Дети постарше ходили своими группками. Спорили почти как взрослые: о книгах и о Ляльке Кармен. О нашей роковой Карменсите.
Лялька (на самом деле не Кармен, а Овчинникова) была главная красавица. Она была падчерицей Романа Лазаревича Кармена. Потом ее мама, красавица Майя Афанасьевна, ушла к Василию Аксенову.
Ляльку за это прозвали "дважды падчерица Советского Союза".

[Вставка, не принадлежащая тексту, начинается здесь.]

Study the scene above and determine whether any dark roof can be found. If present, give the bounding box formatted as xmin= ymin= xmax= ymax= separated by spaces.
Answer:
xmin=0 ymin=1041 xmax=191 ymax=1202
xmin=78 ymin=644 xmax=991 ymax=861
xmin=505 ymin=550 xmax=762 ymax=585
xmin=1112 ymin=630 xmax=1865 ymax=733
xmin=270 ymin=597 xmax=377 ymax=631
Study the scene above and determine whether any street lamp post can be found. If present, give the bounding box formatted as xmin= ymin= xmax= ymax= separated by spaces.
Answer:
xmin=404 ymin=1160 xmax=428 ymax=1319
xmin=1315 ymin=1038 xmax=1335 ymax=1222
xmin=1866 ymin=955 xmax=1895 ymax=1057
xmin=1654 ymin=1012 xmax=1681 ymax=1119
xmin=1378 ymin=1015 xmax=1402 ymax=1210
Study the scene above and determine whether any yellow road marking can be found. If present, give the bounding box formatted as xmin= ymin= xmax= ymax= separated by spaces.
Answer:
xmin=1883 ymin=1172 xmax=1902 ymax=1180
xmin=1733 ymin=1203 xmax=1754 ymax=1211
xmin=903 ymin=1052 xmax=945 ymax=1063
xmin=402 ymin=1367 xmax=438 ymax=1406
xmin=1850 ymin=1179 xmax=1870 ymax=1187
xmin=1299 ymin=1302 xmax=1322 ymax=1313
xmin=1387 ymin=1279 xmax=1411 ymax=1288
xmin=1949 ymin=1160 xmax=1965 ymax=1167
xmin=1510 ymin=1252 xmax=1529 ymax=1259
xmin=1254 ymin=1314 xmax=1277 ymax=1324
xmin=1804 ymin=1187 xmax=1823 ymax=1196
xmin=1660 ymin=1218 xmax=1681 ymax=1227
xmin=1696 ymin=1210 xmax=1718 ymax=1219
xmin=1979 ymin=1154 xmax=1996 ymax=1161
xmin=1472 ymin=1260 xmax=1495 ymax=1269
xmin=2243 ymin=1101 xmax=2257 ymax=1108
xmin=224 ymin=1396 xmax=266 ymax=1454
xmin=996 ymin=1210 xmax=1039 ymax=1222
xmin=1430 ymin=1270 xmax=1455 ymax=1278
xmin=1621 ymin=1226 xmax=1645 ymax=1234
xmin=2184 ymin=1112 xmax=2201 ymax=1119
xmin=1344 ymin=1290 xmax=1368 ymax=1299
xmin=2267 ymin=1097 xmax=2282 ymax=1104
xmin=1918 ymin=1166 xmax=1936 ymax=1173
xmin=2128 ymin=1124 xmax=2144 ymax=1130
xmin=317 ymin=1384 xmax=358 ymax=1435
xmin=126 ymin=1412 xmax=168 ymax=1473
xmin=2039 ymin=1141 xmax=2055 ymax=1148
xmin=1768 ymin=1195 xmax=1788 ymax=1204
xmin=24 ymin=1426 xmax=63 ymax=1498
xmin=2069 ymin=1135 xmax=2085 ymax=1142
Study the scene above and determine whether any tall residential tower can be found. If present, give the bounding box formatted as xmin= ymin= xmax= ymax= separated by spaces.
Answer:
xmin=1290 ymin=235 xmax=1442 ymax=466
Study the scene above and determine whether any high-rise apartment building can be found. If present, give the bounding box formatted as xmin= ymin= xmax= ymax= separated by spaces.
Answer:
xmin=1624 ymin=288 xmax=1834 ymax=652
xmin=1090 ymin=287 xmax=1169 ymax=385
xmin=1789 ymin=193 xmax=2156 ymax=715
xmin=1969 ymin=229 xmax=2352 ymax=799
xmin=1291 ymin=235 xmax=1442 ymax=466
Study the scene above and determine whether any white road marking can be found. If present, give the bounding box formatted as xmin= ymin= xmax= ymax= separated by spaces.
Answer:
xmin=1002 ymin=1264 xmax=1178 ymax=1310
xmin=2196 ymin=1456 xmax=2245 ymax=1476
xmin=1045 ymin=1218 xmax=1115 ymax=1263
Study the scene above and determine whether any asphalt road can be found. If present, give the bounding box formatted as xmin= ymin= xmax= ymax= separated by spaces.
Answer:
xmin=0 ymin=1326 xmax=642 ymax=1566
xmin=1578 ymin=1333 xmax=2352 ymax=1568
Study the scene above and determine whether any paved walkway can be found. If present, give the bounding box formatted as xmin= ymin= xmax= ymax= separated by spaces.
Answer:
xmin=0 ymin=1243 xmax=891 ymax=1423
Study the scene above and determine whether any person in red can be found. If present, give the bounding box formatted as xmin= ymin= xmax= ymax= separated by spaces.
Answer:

Она была красотка невозможная. Вылитая Мерлин Монро. Ей было двенадцать. Мне - четырнадцать. Мы целовались. Была ночь. В соседней комнате храпела домработница. Мы пошли на участок. Целовались там, валяясь на сухих ветках. И еще в разных местах целовались.
Потом Лялька мне изменила. Стала целоваться с другими.
Я высказал свое крайнее недовольство Роману Лазаревичу. Прямо пришел и спросил: что за дела? разве так можно? и вообще, как вы падчериц своих воспитываете?!
Сейчас я с изумлением вспоминаю, что Кармен спокойно, доброжелательно, а главное - долго, очень долго меня успокаивал и объяснял, что сердце красавицы склонно к измене и что не надо ссориться с приятелем, который повел Ляльку в кино, а потом - целоваться.
Ирочка Матусовская (ей было уже пятнадцать) назвала Ляльку словом "нимфетка". Объяснила нам, что это такое. Даже рассказала про Набокова.
Но Лялька не была нимфеткой, ни в коем разе. Она была именно что Мерлин Монро. Всеобщая мечта.
Я потом встретил ее в 1990 году в Калифорнии, в Сан-та-Монике.
Она была такой же прекрасной - но, увы, совсем взрослой. Ее звали уже не Лялька, а Алёна. Помню, у нее в визитке было написано - Alyona Grinberg. Фамилия бывшего мужа.
Мы выпили бутылку дешевого розового вина. И попрощались уже навсегда.